Recruitment of semiallogeneic dendritic cells to the thymus during post-cyclosporine thymic regeneration.

Based on studies of the thymic microenvironment in the model of cyclosporine (CsA)-associated syngeneic graft-versus-host disease, we have hypothesized that immune tolerance develops after CsA is stopped, as the thymus regenerates and recruits new dendritic cells. CsA normally induces medullary involution with destruction of the medullary dendritic cells (DC) and epithelium. This principle could provide practical advantages for transplantation if it is used to recruit new DC into the thymic medulla.
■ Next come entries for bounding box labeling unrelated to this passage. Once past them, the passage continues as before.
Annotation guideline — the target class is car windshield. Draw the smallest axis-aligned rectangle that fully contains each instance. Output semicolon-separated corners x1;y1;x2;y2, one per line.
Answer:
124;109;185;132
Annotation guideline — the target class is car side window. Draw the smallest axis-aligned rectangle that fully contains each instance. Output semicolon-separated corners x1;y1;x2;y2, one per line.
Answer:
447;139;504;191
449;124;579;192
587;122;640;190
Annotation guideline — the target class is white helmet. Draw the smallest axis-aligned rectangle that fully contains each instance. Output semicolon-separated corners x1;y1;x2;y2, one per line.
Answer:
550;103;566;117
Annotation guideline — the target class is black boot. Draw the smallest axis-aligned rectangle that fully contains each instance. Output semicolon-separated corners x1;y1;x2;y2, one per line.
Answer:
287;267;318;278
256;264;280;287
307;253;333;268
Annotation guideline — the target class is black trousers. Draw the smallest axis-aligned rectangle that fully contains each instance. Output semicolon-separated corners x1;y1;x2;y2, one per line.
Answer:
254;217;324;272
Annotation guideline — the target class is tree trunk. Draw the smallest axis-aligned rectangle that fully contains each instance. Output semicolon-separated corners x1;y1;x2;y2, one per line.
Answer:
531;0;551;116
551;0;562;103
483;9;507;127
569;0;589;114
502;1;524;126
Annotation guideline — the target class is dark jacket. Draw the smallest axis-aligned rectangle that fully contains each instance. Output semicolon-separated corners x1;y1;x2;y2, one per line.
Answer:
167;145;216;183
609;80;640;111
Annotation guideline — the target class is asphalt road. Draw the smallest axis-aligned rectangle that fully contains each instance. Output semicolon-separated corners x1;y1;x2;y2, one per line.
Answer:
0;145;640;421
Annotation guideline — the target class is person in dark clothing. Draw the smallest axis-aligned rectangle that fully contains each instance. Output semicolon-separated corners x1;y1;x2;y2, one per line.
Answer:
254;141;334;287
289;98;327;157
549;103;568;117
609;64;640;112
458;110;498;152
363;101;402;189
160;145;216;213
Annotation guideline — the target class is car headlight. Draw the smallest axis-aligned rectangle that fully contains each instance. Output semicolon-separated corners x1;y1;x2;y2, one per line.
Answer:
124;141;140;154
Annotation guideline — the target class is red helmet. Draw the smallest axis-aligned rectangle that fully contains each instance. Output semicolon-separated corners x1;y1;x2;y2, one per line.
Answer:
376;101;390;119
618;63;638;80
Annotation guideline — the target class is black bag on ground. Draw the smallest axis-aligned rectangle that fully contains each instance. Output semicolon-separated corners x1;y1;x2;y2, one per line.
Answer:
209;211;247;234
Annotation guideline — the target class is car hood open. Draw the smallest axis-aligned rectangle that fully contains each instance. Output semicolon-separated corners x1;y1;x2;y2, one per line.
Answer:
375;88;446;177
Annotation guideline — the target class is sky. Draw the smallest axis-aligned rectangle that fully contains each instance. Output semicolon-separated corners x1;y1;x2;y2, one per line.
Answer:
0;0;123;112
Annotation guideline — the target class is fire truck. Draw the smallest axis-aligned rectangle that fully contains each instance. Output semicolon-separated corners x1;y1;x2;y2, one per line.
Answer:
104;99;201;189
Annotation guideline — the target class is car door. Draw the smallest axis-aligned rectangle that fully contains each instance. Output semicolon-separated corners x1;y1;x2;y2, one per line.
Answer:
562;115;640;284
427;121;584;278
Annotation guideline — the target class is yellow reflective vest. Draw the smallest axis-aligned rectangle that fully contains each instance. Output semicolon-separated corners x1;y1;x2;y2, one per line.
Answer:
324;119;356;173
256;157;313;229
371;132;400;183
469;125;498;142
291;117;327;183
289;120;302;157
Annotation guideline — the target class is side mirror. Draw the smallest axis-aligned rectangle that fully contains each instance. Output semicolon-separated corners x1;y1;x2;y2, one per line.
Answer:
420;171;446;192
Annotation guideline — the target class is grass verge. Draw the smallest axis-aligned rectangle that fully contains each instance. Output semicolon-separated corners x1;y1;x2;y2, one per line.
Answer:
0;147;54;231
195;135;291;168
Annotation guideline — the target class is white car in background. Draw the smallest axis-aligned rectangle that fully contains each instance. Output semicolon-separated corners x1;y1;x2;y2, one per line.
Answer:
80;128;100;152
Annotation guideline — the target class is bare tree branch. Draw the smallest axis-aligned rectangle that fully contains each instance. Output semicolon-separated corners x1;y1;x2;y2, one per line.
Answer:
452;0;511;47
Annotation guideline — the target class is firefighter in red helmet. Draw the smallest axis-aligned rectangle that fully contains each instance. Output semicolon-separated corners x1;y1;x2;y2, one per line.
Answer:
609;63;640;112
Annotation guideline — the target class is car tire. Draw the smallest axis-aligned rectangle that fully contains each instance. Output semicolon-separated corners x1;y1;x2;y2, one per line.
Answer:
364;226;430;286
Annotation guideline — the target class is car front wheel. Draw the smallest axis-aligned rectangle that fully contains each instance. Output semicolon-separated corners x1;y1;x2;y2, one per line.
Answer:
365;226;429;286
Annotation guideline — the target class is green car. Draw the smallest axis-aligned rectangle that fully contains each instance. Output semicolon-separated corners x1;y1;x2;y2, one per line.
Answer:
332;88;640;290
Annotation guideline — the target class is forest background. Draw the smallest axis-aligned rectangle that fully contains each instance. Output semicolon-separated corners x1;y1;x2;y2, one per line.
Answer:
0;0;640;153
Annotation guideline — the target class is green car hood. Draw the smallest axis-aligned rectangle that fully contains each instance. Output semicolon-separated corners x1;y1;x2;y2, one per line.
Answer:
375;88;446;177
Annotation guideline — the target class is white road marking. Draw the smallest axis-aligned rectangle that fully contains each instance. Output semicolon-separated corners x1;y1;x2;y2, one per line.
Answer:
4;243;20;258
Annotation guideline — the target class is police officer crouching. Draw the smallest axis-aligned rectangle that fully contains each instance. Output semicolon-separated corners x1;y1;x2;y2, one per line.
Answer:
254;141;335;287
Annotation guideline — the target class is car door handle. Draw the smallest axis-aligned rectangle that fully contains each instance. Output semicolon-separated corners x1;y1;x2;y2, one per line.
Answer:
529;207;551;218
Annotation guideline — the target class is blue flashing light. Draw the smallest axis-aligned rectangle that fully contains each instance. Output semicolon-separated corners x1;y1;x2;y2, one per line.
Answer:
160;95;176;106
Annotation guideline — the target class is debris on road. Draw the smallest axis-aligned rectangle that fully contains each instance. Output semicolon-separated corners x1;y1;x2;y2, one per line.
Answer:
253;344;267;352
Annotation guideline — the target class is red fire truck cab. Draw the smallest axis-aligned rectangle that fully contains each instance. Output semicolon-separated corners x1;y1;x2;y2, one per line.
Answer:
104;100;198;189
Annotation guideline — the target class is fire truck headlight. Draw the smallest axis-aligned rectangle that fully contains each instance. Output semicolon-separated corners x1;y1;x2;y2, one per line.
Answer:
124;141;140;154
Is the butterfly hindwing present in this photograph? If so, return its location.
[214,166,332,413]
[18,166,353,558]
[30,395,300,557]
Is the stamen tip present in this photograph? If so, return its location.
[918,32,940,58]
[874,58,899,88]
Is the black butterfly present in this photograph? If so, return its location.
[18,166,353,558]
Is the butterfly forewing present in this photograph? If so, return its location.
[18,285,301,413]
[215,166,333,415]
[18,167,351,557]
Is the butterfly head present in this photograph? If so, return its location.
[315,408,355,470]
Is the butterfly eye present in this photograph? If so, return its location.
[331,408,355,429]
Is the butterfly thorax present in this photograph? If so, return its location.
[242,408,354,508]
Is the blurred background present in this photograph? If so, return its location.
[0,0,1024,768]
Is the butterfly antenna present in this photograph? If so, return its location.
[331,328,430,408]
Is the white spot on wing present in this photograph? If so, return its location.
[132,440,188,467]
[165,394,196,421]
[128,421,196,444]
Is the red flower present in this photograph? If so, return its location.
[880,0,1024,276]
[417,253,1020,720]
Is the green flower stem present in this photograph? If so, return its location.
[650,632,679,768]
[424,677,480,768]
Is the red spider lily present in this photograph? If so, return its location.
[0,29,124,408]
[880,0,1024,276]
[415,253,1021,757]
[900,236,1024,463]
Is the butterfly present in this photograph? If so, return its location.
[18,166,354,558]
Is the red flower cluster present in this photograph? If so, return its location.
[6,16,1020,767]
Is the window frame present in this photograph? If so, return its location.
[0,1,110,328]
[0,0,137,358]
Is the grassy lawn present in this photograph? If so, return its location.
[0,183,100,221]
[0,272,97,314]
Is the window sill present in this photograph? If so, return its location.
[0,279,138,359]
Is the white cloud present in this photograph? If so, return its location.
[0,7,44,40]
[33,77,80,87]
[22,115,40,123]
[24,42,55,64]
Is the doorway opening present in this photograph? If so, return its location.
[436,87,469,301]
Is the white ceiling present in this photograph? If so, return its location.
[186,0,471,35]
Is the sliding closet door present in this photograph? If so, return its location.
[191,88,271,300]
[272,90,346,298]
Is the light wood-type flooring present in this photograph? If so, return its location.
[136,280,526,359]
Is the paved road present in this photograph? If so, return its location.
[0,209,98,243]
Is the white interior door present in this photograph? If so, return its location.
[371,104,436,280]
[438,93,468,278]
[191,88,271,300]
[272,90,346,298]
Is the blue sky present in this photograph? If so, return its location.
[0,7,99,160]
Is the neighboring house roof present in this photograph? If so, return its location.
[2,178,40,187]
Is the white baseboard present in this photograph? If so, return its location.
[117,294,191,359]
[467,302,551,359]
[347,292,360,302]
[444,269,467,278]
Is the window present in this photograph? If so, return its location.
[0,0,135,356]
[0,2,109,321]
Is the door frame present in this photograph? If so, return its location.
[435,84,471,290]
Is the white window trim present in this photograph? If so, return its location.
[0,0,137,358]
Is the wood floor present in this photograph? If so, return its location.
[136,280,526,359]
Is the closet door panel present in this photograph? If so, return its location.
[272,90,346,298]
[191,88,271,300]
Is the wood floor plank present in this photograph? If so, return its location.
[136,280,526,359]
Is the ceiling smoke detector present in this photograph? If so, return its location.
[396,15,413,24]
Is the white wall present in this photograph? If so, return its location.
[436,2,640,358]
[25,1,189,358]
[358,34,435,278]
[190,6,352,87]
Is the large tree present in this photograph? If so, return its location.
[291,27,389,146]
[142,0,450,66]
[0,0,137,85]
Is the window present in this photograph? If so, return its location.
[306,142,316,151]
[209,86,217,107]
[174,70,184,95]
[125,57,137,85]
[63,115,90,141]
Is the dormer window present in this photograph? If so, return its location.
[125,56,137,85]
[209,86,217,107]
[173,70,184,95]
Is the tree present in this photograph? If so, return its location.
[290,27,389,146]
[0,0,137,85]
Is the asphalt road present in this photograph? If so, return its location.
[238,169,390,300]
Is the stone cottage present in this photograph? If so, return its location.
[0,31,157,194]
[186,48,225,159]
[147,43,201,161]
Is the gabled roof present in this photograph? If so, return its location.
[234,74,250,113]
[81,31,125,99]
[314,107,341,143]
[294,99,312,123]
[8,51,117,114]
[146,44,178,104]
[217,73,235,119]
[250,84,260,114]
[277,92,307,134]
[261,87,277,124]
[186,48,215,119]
Here we administer LEW x BN F1 splenocytes to BN rats and treat them with a short course of CsA. After CsA is stopped, the F1 cells are rapidly recruited to the thymus, and by 10 days after CsA, they are localized at the corticomedullary junction, the natural location of thymic DC. In contrast, dexamethasone, which induces cortical involution, did not lead to thymic recruitment of F1 DC. Recruitment was better if the splenocytes were administered before CsA was stopped. Engraftment of the thymus was also achieved using bone marrow and temporary skin grafts as sources of DC. These observations provide the basis for a novel approach to inducing tolerance to alloantigens with minimal immune suppression and define the goals for further development.